Of course, cultivated varieties can be just as attractive plants as the wild species - but "open", i.e.
unfilled flowers are important so that the insects can get good access to the nectar and the plants can also provide them with pollen.
You should also ensure that your balcony garden is in bloom throughout the entire season.
For example, plant bulbs in autumn so that insects such as wild bees can find food in early spring.
6. so the balcony garden becomes even more animal-friendly
Do not cut off the plants in autumn, as they form winter quarters for insects.
On such "untidy", not over-cared-for balconies, birds will gladly stop by and pick out seeds.
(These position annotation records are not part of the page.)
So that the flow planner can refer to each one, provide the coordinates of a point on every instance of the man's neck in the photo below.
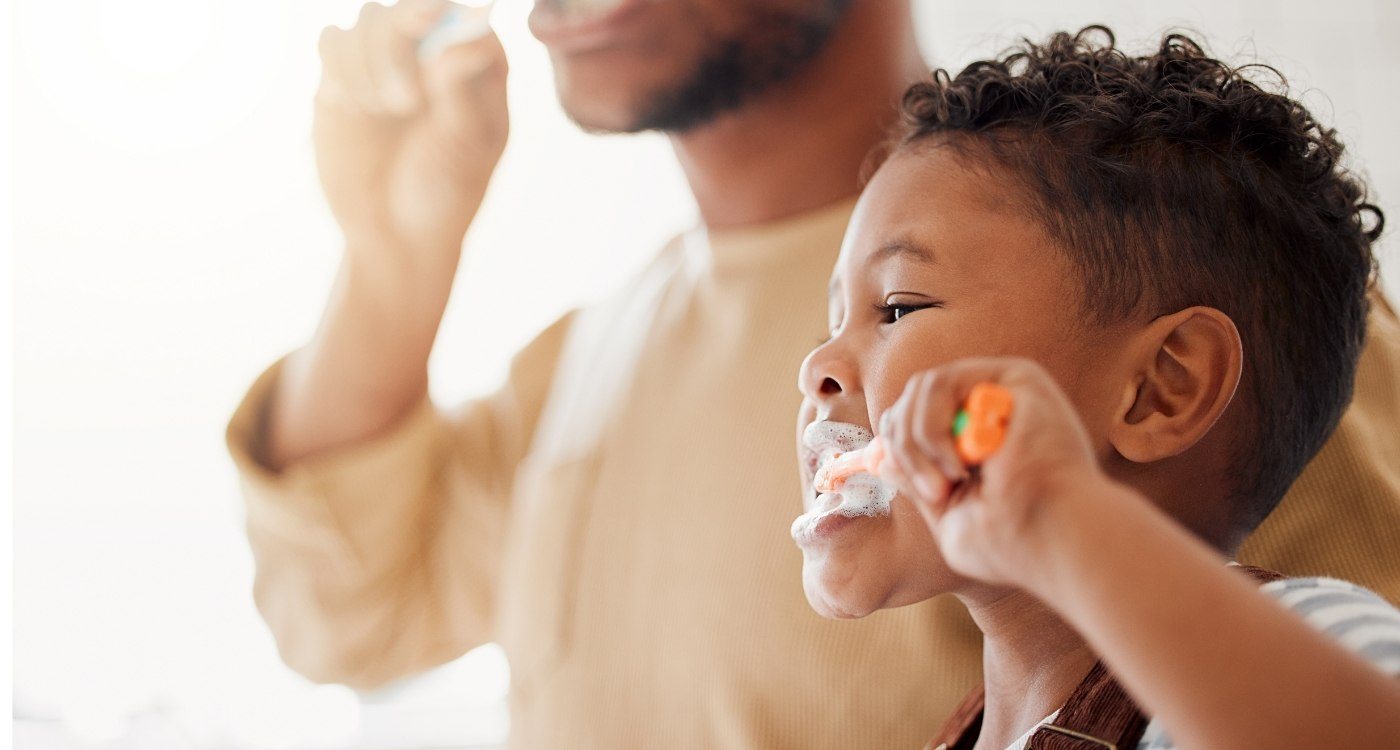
(801, 144)
(1032, 661)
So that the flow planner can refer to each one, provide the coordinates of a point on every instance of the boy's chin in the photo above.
(839, 598)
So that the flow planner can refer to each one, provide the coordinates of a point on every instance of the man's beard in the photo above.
(734, 70)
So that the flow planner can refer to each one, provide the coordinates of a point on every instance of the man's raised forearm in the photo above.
(367, 363)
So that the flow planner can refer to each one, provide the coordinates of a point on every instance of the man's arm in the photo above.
(375, 521)
(405, 150)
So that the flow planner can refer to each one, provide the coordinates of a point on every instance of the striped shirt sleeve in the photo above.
(1355, 617)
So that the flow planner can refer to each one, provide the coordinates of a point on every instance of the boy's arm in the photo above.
(1196, 644)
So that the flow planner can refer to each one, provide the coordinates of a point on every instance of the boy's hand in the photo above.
(405, 147)
(990, 522)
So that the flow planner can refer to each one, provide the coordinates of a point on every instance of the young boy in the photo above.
(1166, 267)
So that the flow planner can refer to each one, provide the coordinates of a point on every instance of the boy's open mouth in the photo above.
(861, 496)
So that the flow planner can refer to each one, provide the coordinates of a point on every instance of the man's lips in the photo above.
(585, 28)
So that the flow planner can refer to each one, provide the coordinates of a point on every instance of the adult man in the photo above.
(618, 514)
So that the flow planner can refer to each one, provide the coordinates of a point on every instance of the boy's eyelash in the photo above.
(888, 311)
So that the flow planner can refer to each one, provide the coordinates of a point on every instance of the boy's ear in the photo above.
(1186, 372)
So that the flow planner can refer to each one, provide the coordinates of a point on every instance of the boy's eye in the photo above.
(892, 312)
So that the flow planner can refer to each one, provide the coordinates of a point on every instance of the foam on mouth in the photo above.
(861, 494)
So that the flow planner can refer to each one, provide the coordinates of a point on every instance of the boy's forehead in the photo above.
(924, 206)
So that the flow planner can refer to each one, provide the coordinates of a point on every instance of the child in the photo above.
(1166, 267)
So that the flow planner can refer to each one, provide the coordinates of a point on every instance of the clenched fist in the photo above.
(406, 146)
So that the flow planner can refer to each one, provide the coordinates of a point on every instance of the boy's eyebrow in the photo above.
(906, 246)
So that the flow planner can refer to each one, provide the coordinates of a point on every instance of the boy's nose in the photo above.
(826, 375)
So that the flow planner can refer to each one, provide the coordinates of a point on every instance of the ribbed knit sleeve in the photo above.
(1341, 517)
(380, 559)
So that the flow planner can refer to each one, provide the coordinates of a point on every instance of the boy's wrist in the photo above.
(1067, 529)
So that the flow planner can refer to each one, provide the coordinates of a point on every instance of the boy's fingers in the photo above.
(934, 413)
(914, 472)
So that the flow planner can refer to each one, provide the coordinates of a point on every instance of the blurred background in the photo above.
(171, 242)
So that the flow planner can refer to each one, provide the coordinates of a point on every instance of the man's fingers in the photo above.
(374, 66)
(394, 63)
(466, 88)
(412, 20)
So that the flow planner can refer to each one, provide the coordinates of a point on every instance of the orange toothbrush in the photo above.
(979, 428)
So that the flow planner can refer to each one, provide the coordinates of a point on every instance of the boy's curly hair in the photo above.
(1172, 179)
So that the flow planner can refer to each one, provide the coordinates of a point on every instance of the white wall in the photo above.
(170, 241)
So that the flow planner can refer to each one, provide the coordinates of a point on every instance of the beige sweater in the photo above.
(623, 531)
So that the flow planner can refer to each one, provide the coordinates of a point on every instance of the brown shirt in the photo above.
(618, 518)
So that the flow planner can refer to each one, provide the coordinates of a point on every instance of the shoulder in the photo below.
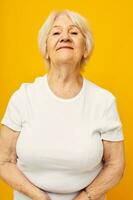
(99, 93)
(27, 87)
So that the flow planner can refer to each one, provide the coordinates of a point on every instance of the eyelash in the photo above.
(75, 33)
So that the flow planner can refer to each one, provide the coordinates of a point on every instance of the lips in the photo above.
(66, 47)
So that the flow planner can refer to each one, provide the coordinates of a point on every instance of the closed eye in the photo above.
(56, 33)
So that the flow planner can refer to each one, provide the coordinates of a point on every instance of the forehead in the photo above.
(63, 20)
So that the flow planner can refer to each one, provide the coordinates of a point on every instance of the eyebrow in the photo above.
(61, 26)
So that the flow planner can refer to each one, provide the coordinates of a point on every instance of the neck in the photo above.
(64, 75)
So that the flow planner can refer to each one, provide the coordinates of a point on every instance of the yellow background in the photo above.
(110, 65)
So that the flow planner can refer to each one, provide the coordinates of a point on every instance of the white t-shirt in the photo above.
(60, 145)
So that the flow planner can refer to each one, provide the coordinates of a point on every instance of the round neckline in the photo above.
(60, 98)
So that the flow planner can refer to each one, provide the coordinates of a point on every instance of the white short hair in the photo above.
(78, 20)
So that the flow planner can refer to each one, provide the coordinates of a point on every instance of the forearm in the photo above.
(11, 174)
(108, 177)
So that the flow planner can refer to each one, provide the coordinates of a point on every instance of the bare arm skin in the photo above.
(9, 171)
(113, 170)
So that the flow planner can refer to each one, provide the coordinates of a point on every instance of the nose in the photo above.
(65, 37)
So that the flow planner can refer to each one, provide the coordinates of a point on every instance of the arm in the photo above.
(113, 169)
(9, 171)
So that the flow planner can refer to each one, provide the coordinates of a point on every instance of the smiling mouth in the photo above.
(65, 48)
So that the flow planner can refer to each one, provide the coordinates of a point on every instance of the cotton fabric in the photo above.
(60, 147)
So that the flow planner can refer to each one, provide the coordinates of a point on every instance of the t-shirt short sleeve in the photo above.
(13, 113)
(112, 126)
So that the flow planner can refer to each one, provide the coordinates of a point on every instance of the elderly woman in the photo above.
(61, 136)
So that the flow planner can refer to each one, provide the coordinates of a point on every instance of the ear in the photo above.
(86, 53)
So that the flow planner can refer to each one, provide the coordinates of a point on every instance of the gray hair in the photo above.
(78, 20)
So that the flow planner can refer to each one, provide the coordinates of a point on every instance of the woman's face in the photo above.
(65, 42)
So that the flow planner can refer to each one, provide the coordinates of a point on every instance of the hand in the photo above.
(43, 196)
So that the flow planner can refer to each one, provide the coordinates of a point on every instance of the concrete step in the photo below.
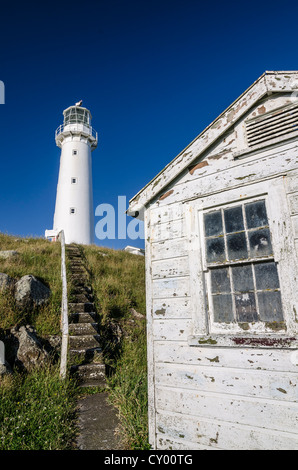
(90, 373)
(84, 341)
(79, 329)
(82, 298)
(83, 317)
(81, 307)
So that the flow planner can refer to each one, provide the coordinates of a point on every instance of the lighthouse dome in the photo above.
(77, 115)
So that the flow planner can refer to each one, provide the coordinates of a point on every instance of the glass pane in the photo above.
(246, 310)
(266, 276)
(270, 307)
(234, 219)
(242, 278)
(237, 248)
(260, 242)
(223, 308)
(213, 224)
(215, 250)
(256, 215)
(220, 280)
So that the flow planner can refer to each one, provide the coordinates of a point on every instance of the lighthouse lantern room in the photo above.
(74, 200)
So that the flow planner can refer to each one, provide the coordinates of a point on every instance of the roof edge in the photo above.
(261, 83)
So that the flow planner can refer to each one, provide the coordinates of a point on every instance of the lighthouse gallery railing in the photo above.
(74, 127)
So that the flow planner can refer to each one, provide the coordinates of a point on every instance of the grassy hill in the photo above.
(118, 282)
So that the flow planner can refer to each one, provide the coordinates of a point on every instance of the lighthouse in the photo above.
(74, 199)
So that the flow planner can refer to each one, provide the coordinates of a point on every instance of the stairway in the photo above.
(85, 353)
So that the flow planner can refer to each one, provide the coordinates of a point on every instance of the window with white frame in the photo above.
(242, 274)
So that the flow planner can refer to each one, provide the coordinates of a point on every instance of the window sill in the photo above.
(244, 341)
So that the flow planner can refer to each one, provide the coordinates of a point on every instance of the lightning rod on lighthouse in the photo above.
(74, 200)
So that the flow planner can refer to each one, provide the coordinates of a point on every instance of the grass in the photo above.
(42, 259)
(37, 411)
(118, 281)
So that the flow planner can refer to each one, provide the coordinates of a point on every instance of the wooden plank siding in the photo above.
(214, 397)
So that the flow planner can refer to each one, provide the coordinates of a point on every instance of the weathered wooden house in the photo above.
(221, 228)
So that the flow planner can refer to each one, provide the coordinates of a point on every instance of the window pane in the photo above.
(213, 224)
(242, 278)
(220, 280)
(266, 276)
(246, 310)
(270, 307)
(215, 250)
(256, 215)
(223, 308)
(237, 248)
(260, 242)
(234, 219)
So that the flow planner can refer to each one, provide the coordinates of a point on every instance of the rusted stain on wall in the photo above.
(192, 169)
(168, 193)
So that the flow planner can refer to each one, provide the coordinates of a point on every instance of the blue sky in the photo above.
(153, 73)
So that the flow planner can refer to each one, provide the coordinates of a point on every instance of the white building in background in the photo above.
(74, 200)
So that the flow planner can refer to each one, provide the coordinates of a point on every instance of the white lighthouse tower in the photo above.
(74, 200)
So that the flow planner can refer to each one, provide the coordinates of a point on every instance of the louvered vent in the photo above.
(279, 124)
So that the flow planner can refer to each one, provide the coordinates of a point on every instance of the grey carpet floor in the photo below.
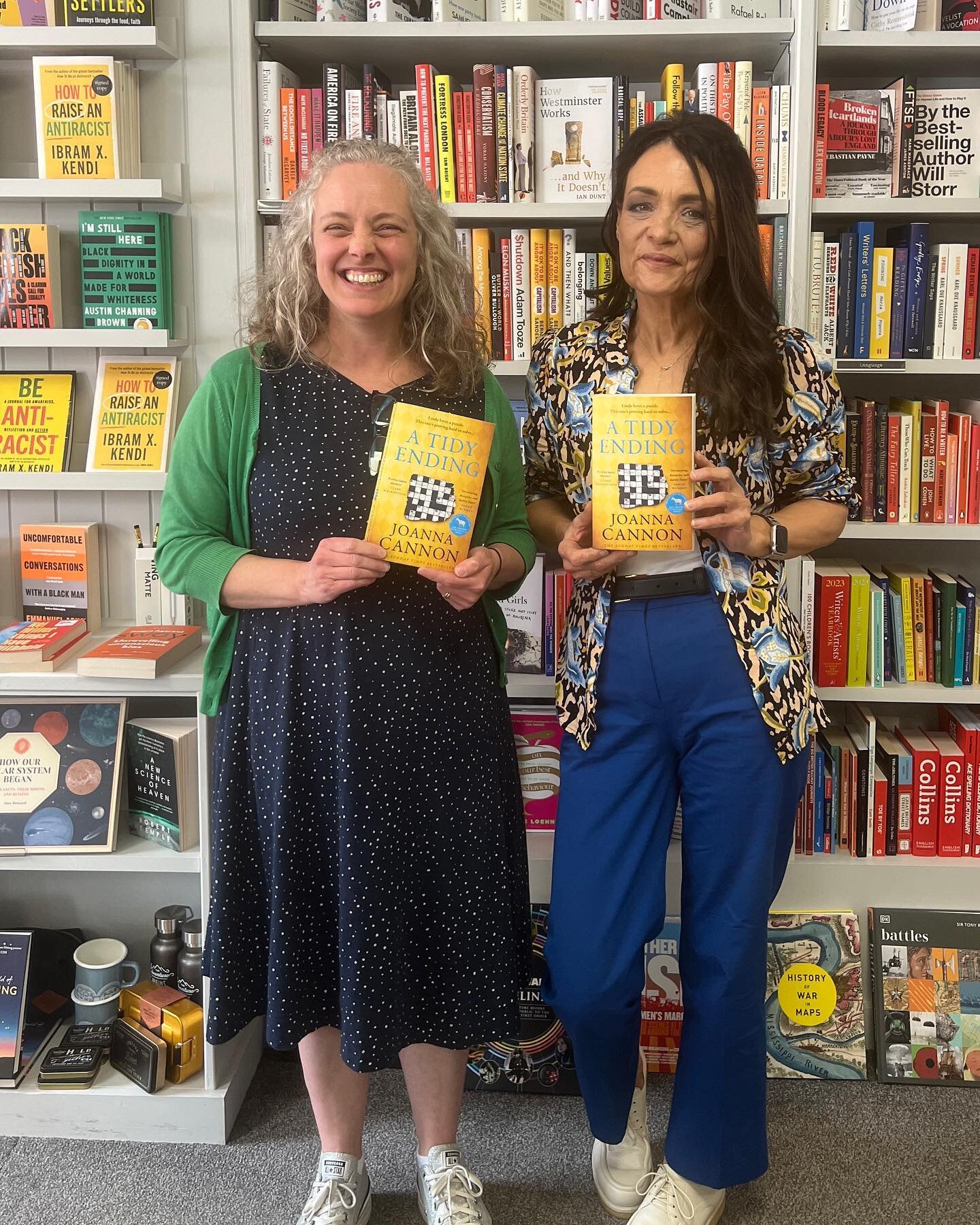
(840, 1156)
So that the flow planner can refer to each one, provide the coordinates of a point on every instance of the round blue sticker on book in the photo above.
(676, 504)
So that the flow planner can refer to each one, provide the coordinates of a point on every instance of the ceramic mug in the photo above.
(99, 967)
(99, 1012)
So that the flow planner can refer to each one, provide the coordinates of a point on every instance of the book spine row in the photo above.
(903, 298)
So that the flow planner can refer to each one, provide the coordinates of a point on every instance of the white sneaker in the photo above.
(448, 1194)
(617, 1169)
(672, 1200)
(341, 1194)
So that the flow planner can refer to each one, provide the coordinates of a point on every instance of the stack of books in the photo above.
(880, 787)
(900, 298)
(918, 459)
(894, 624)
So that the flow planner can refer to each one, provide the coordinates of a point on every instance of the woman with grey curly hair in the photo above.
(369, 871)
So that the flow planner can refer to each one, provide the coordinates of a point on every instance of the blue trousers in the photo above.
(675, 715)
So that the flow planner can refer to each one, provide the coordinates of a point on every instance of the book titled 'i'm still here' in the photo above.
(642, 455)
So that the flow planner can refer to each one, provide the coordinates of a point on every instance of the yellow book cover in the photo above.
(539, 284)
(429, 487)
(859, 618)
(36, 416)
(445, 140)
(483, 244)
(133, 414)
(642, 455)
(914, 410)
(900, 581)
(672, 87)
(76, 119)
(554, 278)
(881, 303)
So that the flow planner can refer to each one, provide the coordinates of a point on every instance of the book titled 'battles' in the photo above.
(642, 455)
(429, 487)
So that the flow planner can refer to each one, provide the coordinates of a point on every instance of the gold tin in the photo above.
(174, 1018)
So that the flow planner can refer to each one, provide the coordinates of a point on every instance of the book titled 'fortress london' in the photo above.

Be confident that if aphids are infested, after some time the so-called beneficial insects such as ladybugs and lacewings will appear and decimate the aphid colonies.
With an insect hotel on your balcony you can ensure that the beneficial insects find a suitable winter home and are also directly on site in spring.
The only important thing is that you hang it up in a sunny, rain-protected place.
Also provide suitable food and a water bowl for birds - even outside the winter months.
And: Stick so-called Bird Tape on your window panes, so that the reflecting glass surfaces do not become a deadly danger for the birds.
These are adhesive strips with which the panes become visible to your feathered friends.
They should not be more than ten centimeters apart.